At the solstices the sun’s apparent position on the celestial sphere reaches its greatest distance above or below the celestial equator, about 23 1/2° of arc. At the time of summer solstice, about June 22, the sun is directly overhead at noon at the Tropic of Cancer.

In the Northern Hemisphere the longest day and shortest night of the year occur on this date, marking the beginning of summer. At winter solstice, about December 22, the sun is overhead at noon at the Tropic of Capricorn; this marks the beginning of winter in the Northern Hemisphere. For several days before and after each solstice the sun appears to stand still in the sky, i.e., its noontime elevation does not seem to change from day to day.

In pre-historic times, summer was a joyous time of the year for those Aboriginal people who lived in the northern latitudes. The snow had disappeared; the ground had thawed out; warm temperatures had returned; flowers were blooming; leaves had returned to the deciduous trees. Some herbs could be harvested, for medicinal and other uses. Food was easier to find. The crops had already been planted and would be harvested in the months to come. Although many months of warm/hot weather remained before the fall, they noticed that the days were beginning to shorten, so that the return of the cold season was inevitable.

The first (or only) full moon in June is called the Honey Moon.

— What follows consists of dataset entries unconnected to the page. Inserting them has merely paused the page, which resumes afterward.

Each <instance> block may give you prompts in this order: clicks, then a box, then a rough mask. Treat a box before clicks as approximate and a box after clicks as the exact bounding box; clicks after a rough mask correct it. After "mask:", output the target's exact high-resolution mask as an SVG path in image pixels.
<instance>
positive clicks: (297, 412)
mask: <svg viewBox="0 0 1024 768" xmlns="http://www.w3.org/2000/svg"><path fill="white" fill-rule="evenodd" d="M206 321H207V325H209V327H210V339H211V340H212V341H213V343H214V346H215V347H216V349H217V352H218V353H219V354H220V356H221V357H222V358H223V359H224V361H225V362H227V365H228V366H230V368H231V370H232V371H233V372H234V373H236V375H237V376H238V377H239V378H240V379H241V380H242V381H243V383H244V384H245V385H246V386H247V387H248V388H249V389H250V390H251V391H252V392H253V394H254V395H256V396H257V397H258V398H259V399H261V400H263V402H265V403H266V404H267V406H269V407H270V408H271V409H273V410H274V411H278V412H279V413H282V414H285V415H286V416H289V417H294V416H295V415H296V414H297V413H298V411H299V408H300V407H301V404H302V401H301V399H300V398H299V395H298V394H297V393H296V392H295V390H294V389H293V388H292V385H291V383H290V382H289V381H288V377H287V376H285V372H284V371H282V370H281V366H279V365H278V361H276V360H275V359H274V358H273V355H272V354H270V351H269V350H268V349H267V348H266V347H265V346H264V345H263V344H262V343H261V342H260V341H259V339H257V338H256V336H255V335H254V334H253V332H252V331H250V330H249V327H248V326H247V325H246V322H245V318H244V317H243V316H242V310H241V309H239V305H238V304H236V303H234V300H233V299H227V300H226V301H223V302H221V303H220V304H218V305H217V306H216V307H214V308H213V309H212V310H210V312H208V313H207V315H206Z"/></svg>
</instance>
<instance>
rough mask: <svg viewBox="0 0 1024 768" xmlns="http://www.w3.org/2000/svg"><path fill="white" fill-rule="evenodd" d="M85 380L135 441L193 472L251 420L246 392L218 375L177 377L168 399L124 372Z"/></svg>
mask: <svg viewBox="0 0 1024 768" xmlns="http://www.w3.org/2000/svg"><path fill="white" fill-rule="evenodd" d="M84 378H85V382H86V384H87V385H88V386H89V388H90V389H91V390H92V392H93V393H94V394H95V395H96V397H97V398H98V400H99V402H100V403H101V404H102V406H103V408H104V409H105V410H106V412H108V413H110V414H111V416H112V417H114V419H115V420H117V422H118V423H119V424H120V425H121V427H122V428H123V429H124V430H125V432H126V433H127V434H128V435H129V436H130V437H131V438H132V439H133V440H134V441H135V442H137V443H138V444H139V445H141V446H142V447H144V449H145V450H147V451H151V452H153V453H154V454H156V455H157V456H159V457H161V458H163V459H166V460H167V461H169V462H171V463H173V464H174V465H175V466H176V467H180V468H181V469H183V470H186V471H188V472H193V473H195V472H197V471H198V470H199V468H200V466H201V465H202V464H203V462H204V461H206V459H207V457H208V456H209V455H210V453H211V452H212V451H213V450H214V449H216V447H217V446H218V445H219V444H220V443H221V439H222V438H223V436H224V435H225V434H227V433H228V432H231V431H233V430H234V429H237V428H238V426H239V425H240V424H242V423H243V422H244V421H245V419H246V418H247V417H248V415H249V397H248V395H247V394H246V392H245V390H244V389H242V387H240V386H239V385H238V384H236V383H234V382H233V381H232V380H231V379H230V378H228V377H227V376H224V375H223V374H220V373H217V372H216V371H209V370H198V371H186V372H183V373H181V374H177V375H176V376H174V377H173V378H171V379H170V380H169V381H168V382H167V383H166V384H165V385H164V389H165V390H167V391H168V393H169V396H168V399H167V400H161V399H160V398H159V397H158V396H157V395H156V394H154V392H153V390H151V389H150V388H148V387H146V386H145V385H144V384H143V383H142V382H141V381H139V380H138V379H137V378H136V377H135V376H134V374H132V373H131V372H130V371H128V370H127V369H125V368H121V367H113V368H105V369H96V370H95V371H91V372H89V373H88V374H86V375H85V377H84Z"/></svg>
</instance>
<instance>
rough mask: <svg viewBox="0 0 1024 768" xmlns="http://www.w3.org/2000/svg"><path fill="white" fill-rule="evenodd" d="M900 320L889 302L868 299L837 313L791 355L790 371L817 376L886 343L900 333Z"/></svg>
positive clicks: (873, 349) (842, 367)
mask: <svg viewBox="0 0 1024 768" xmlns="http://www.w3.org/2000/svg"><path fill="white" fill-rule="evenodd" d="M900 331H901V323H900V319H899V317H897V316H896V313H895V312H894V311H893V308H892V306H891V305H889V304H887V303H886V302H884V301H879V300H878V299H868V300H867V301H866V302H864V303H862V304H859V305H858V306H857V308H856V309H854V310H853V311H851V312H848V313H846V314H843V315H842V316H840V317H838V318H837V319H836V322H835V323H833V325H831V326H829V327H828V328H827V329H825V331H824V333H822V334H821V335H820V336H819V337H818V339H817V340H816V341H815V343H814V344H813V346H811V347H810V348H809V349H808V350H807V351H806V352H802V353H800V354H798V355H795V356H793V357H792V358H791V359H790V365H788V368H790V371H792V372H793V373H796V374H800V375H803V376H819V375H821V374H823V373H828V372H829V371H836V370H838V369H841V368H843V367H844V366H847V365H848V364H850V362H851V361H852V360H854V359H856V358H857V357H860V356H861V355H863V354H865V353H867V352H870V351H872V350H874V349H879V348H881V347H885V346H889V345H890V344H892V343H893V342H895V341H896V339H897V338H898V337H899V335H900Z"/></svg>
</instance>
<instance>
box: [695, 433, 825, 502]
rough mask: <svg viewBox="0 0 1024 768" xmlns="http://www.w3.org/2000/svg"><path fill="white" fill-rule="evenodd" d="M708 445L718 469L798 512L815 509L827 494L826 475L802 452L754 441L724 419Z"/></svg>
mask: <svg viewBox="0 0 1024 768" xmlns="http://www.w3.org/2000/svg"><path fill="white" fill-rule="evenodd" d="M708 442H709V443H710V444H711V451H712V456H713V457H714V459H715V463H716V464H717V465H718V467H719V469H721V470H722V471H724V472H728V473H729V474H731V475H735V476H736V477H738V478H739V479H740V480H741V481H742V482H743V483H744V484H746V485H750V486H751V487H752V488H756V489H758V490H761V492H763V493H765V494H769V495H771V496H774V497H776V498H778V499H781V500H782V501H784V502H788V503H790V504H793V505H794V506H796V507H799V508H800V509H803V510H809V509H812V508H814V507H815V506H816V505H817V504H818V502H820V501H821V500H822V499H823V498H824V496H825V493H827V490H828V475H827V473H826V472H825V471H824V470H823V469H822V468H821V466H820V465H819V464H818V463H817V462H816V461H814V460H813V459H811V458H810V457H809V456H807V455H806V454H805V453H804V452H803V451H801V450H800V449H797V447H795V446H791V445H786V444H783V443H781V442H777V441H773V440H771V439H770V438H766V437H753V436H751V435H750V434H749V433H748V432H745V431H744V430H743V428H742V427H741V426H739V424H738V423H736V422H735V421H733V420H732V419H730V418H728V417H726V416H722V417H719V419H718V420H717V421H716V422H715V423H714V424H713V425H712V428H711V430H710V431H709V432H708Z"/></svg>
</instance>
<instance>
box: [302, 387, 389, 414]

Tradition holds that this is the best time to harvest honey from the hives.

This time of year, between the planting and harvesting of the crops, was the traditional month for weddings. This is because many ancient peoples believed that the “grand [sexual] union” of the Goddess and God occurred in early May at Beltaine. Since it was unlucky to compete with the deities, many couples delayed their weddings until June. June remains a favorite month for marriage today. In some traditions, “newly wed couples were fed dishes and beverages that featured honey for the first month of their married life to encourage love and fertility. The surviving vestige of this tradition lives on in the name given to the holiday immediately after the ceremony: The Honeymoon.”